Back when I was a frequent flyer in 2019 BC (BC = “Before Covid-19”), I heard all the information the flight attendants gave before takeoff. 

Seatbelts firmly fastened. Phones off. Reminders that in the unlikely event of something going drastically wrong midflight, the oxygen masks would drop from above our heads and we would have this lifeline, this resource to help us through. We were reminded to put on our own masks first before assisting someone else, including our own kids. 

Why? Because good intentions, bold heroics, and helpful plans for those we love don’t help us if we can’t even breathe. Like most others on the plane, I read magazines or sent texts during this speech. After all, I was a frequent flyer. I knew what I was doing. Yet, one of the life lessons that being “grounded” for more than a year has taught me was that in the event of something going drastically wrong like, say, the events of 2020, I didn’t always use my lifeline first when I was trying to help those who needed me most. 
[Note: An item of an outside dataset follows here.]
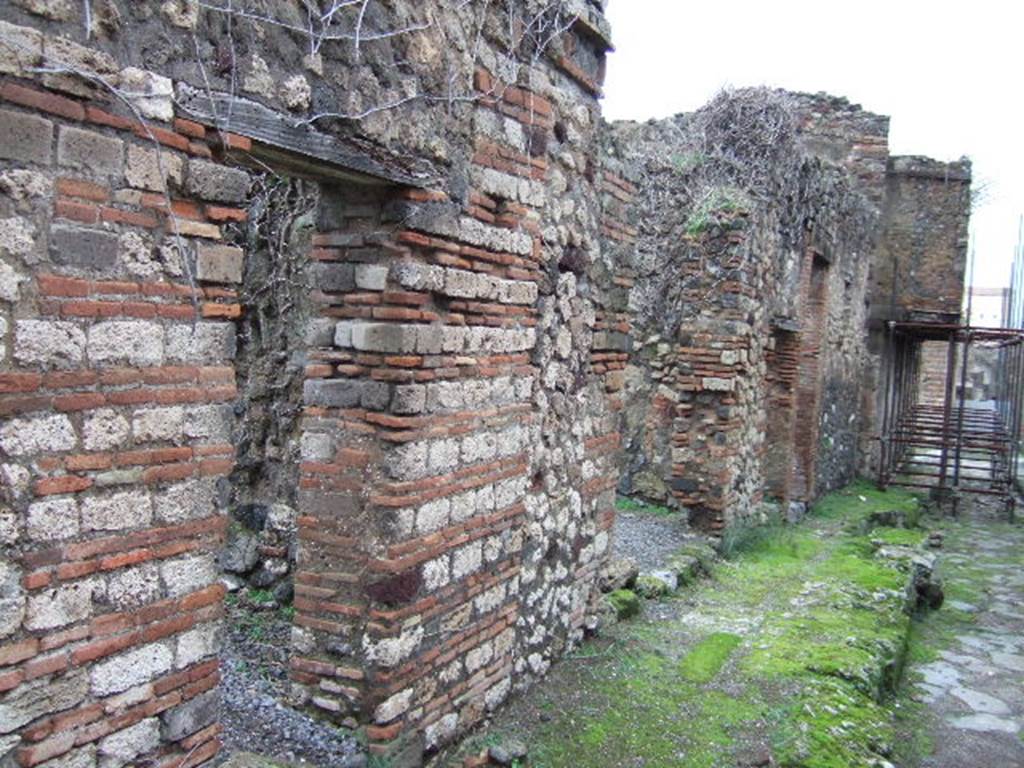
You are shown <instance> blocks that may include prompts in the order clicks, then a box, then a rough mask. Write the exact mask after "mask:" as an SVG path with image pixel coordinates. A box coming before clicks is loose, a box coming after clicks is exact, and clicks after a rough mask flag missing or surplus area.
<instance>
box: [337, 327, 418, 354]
mask: <svg viewBox="0 0 1024 768" xmlns="http://www.w3.org/2000/svg"><path fill="white" fill-rule="evenodd" d="M418 330H419V327H418V326H401V325H397V324H389V323H358V324H356V325H354V326H352V346H353V347H355V348H356V349H358V350H360V351H367V352H391V353H398V352H415V351H416V339H417V335H418Z"/></svg>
The year 2020 took its toll. The devastating loss as a result of a global pandemic. The grief and anger in the midst of a long overdue racial reckoning. The pressure of economic instability. The weariness produced by a bruising political cycle. These things were not issues happening “out there” somewhere — they were lived experiences for our family and friends, conversations at the dinner table, and stresses carried in my body. And in response, I tried to live life with a version of good intentions, bold heroics, and helpful plans. But putting on my own metaphorical oxygen mask so that I was in a position to help when my people needed me? To be honest, I’m not sure I would have recognized a lifeline even if it was handed to me.

Some mornings, I’d open my eyes and realize I was holding my breath. Again.

As I breathed in, my mind flooded with endless lists of things to take care of…

Remember the laundry.

Book that appointment.

Search for masks and toilet paper. 

Then, there were the people to take care of…

Check on the kids.

Check their homework. 

Check their feelings. 

Call my mom. Is she feeling OK? 

What about my friends? How are they feeling? Are they OK?

Then, there’s work to do. I’d get dressed enough and take the commute to the work corner of my house. But some days, it was hard to feel creative and show up fully when my mind was so full, burdened, anxious, and stressed. On top of it all, I’m self-employed. Would the work keep showing up, or was it time to — ugh — pivot?

One year into an era that has upended our lives, I’m relearning that the basics matter. I cannot take good care of my people or my work when I’m not taking good care of myself. So, instead of existing from the embers of my good intentions, I’m remembering that I need to take the time to find my own oxygen mask and wear it. I didn’t find a perfect formula, and it’s been a journey of discovery, but this is what putting on the oxygen mask looks like for me these days:

1. Breathing — I’m not even being symbolic here. Many a meltdown (my own, not my kids’) has been avoided when I’ve stepped back from a situation, stepped outside my front door, and given myself a minute or two to take some slow, deep breaths.

2. Movement — Long walks, a good stretch, and a run all help me clear my mind.

3. Being moved — Creativity and art have been really helpful. It could be something I’ve made, but also someone else’s expression of art — a good book, a great TV series, good music. Art is good for my soul. There are definitely days over the past year where I have been pulled back from the precipice by a strong dose of ‘90s and 2000s R&B. 

4. Connecting with my people — My ride or dies, those friends where I don’t have to explain myself have seen me through this time. Even though it’s been virtual, it’s been life giving.

5. Grieving There have been some very raw and vulnerable days. And nights. I’ve needed to cry my tears for the loss and pain of this era. I’m 100 percent sure I’m not done grieving. I’m okay with that because grieving is part of the healing journey. I need to hold space for that.

6. Play Do you remember this thing in 2019 BC we used to do called “fun?” In my case, no, because I’ve needed fun to make a comeback for a long time, even before the start of the pandemic. I was busy — too busy — with “important” things. Now, I’m seeing that play and fun are important things.

Do you know what putting on your oxygen mask looks like? Maybe it’s something on this list, or maybe it’s something else entirely. That part doesn’t matter. What matters is that you discover what works for you and you do it. Because when you put on your own metaphorical oxygen mask, you can just breathe — and then yes, help others breathe, too — until we all land on solid ground.